“Hallo!” I said, “what does this mean?”
“Oh, nothing at all, Mas’r Harry; only now I’m settled as a gentleman of property I’m going to be married.”
“Don’t you believe him, Master Harry,” said Sally; “it’s all his nonsense,” and she was scarlet as she spoke.
“Don’t you believe her, Mas’r Harry,” said Tom grinning; “she promised me she would, and she can’t draw back, can she?”
“Certainly not, Tom,” I said. “A lady’s under her bond just as a gentleman is.”
“There! hear that, Sally?” said Tom.
“Yes, I hear,” she said, “so I suppose I must;” and Sally spoke in quite a resigned way, keeping her word to Tom within three months, my father saying that Sally had been the most faithful of servants, and had forced upon them all her little savings in the time of their distress.
You may be sure I did not forget this on the day when my father gave her away, and Tom had a nice little dowry with his wife.
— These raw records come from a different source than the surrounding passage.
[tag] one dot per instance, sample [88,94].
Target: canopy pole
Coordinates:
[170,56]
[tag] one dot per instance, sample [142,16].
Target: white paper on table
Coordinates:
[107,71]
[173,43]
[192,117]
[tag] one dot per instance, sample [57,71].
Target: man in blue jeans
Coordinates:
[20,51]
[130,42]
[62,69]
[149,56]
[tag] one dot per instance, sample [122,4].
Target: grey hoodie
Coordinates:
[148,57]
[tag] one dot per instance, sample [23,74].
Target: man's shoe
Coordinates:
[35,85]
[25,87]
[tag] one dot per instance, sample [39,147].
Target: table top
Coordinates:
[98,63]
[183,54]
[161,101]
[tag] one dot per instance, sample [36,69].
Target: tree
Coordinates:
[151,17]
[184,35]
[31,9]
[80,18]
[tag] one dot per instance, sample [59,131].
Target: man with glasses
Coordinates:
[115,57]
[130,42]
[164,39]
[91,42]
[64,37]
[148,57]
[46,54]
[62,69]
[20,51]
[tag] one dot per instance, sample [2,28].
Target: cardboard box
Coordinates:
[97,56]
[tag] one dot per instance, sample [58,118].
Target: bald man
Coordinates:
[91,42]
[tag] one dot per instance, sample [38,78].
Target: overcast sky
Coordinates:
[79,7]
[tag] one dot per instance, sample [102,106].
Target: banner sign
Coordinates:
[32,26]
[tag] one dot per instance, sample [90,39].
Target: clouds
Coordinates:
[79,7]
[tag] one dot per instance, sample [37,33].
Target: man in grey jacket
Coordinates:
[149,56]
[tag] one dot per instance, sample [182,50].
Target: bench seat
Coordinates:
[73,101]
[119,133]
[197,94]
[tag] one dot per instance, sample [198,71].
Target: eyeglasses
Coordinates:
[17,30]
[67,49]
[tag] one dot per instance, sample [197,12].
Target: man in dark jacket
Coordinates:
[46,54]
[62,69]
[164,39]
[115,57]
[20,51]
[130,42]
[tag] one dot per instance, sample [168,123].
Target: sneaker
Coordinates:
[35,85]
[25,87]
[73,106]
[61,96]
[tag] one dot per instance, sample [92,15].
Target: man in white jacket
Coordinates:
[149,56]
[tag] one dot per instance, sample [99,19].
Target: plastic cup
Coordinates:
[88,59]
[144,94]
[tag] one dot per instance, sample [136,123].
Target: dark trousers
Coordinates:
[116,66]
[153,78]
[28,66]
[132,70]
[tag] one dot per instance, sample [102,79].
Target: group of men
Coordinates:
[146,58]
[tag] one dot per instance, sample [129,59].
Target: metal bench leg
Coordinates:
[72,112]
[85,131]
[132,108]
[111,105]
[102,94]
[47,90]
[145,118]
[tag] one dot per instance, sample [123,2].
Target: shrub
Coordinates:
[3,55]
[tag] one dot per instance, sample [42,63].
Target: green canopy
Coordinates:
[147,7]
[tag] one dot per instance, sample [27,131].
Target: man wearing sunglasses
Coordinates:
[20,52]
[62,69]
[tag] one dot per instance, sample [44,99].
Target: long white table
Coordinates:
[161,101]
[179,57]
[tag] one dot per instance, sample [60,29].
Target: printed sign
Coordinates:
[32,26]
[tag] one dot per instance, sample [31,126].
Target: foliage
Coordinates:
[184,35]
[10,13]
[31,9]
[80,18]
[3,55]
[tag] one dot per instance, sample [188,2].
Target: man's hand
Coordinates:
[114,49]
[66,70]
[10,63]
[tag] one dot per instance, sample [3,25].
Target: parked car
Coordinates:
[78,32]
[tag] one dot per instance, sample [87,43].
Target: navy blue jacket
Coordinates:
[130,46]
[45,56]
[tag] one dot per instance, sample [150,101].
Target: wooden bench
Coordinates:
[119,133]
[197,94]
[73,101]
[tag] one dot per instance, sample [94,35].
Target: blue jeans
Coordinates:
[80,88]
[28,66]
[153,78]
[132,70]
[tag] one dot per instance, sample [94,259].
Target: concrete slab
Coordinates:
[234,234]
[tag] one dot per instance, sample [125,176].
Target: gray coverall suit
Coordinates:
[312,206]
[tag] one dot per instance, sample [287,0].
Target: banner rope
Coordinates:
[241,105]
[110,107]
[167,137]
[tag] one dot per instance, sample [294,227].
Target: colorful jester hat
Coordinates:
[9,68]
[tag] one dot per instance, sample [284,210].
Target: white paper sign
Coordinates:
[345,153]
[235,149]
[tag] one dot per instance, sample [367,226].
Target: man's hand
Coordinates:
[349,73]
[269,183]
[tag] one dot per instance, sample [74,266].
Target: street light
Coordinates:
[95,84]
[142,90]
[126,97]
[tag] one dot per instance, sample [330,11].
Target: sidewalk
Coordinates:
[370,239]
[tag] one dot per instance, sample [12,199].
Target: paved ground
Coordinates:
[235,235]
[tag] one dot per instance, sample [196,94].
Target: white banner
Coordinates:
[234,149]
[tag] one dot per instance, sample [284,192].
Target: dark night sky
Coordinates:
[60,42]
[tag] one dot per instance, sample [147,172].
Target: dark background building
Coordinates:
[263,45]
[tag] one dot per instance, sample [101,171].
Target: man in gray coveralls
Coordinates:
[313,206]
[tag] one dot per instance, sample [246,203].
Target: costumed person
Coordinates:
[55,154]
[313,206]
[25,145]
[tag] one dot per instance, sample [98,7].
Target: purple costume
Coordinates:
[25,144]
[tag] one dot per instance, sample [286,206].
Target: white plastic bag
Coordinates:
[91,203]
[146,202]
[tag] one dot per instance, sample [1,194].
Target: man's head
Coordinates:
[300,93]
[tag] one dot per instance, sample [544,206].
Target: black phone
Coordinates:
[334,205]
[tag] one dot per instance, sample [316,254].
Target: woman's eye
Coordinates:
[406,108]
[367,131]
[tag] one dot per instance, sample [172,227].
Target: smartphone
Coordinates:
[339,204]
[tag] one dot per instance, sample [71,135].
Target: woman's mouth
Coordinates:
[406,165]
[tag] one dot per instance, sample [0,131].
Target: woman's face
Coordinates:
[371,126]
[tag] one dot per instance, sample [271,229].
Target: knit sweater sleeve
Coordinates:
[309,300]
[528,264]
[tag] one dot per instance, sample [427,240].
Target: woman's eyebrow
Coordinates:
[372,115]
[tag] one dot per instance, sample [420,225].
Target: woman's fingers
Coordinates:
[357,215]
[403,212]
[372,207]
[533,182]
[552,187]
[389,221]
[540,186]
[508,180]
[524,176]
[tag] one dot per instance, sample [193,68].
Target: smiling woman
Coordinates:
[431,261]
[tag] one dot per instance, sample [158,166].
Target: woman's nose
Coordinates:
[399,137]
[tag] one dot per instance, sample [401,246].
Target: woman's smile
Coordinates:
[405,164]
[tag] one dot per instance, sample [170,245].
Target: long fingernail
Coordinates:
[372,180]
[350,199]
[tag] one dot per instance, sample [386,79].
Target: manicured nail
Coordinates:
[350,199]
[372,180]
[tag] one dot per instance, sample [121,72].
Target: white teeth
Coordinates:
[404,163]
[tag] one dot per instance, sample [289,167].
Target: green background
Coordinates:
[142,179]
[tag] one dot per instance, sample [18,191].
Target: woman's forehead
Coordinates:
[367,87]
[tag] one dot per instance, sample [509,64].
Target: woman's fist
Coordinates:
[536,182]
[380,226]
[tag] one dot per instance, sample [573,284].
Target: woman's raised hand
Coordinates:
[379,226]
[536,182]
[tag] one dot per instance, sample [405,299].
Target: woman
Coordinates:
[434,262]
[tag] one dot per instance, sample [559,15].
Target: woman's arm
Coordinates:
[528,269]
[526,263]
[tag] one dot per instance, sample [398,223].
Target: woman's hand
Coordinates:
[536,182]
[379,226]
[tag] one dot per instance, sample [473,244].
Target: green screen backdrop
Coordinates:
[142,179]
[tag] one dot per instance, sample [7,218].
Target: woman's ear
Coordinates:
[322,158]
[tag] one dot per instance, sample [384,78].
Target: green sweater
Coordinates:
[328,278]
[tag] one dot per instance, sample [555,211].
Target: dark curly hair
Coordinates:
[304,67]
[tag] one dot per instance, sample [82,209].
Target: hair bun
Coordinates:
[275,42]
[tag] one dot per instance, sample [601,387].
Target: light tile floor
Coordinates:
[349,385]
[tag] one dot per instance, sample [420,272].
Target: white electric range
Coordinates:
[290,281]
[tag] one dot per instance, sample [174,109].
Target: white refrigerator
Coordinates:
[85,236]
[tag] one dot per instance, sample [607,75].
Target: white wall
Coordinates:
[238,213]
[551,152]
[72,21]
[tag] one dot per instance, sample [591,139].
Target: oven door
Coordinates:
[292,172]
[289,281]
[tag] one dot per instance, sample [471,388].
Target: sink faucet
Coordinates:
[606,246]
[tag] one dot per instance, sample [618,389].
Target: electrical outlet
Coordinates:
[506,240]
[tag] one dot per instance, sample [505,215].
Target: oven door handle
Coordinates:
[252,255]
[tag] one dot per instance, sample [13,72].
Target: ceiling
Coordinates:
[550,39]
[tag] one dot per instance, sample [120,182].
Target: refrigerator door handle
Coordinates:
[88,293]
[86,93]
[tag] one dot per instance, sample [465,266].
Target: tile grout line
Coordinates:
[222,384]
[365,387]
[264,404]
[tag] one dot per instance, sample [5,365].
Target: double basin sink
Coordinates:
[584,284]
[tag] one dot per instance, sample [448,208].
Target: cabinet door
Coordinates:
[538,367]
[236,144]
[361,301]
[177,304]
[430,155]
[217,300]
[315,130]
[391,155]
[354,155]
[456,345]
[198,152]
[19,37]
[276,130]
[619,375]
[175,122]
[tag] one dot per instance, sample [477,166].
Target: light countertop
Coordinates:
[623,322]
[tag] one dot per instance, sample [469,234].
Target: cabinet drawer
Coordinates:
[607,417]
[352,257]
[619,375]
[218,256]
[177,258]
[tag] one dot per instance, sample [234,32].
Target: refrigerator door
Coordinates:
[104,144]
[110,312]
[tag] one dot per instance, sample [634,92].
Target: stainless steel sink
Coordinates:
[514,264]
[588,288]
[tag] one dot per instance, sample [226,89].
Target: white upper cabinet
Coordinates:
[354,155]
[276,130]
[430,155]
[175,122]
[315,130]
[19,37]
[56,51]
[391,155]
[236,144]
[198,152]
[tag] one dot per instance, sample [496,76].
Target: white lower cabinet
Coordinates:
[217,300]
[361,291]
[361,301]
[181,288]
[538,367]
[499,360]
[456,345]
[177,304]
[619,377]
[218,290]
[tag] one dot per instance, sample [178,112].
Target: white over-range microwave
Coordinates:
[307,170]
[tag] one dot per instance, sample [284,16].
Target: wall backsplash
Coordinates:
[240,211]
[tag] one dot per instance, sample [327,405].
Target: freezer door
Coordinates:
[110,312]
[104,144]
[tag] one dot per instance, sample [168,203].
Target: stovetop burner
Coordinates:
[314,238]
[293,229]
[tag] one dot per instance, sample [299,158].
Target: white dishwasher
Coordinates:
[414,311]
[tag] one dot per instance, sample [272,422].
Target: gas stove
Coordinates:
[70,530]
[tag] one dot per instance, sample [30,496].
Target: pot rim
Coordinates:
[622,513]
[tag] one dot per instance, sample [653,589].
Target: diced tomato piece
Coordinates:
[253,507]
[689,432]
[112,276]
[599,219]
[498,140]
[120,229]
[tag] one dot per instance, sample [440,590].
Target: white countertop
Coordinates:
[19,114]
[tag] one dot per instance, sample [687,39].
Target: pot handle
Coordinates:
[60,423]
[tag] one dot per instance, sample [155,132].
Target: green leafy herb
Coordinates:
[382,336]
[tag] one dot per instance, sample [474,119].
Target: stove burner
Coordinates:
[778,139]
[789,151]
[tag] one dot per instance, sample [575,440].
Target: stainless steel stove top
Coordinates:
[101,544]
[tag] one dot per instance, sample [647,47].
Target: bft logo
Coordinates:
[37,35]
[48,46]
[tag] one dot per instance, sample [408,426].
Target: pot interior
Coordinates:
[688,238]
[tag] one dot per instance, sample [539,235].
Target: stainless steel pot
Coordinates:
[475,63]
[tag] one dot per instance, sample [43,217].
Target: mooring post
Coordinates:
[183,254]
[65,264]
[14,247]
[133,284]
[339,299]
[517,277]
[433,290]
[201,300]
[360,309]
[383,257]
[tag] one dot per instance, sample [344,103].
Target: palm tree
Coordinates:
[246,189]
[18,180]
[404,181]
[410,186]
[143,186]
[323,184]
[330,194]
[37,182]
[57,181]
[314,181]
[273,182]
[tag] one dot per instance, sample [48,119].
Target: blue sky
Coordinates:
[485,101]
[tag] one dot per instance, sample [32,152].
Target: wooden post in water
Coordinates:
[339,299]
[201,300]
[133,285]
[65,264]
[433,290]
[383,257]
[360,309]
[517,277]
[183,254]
It may be thought that, with so great a sum of money—so large a fortune—I must have lived in great splendour during the rest of my life. But it was not so. Certainly I have always since enjoyed the comfort of a pleasant, well-kept, unostentatious home; but the fact is this—it was my fate to marry a woman generous almost to a fault. As you have seen, she began by giving the greatest treasure I found in the New World—herself—to me; and then, upon the strength of our having plenty of money, she was of opinion that its proper purpose was being spent in doing good to others.
My uncle and Mrs Landell were settled in a pleasant little estate of their own; and after a great deal of persuasion my father was induced to take upon himself the position of a country gentleman. One way and another our income became shrunk down to very reasonable proportions; though, after Lilla has done all the good that she can in the course of the year, we have always a little to spare.